I’m confused as to the purpose of num_threads
is inside copy_dram_to_sram_async
. The documentation states
num_threads (Int): Total number of threads participating in the copy operation. Defaults to the size of src_thread_layout.
however from the implementation
alias num_busy_threads = src_thread_layout.size()
# We know at compile time that only partial threads copy based on the size
# of input tensors. Return if current thread doesn't have work.
@parameter
if num_threads > num_busy_threads:
if thread_idx.x >= num_busy_threads:
return
implies it is there to disable threads are not part of the copy operation. e.g. Given a 1d array of 1024
elements, a 1d block of 1024
threads and a thread_layout
for the copy operation of Layout.row_major(1, 32)
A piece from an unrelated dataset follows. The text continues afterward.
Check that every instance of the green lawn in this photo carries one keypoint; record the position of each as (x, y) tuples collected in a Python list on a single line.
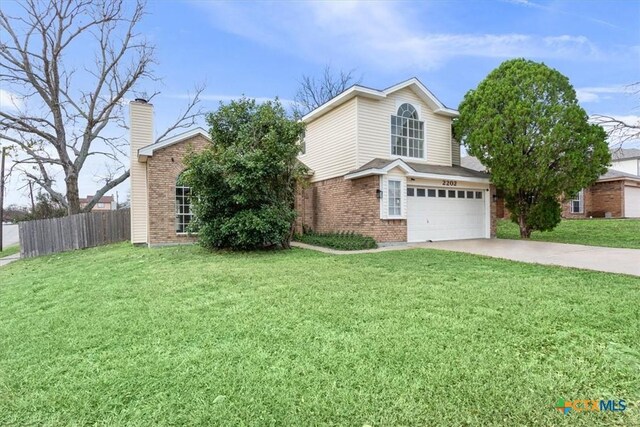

alias layout = Layout.row_major(1, 1024)
input = LayoutTensor[mut=False, dtype, layout](inp.unsafe_ptr())
...
shared = tb[dtype]().row_major[1, 1024]().shared().alloc()
alias load_layout = Layout.row_major(1, 32)
copy_dram_to_sram_async[thread_layout=load_layout, num_threads=1024](shared, input)
num_threads=1024
is disable threads 32,...,1023
from issuing extra copy operations.
In this case num_threads
would be the total number of threads in the block not the number participating in the copy operation. Is this correct?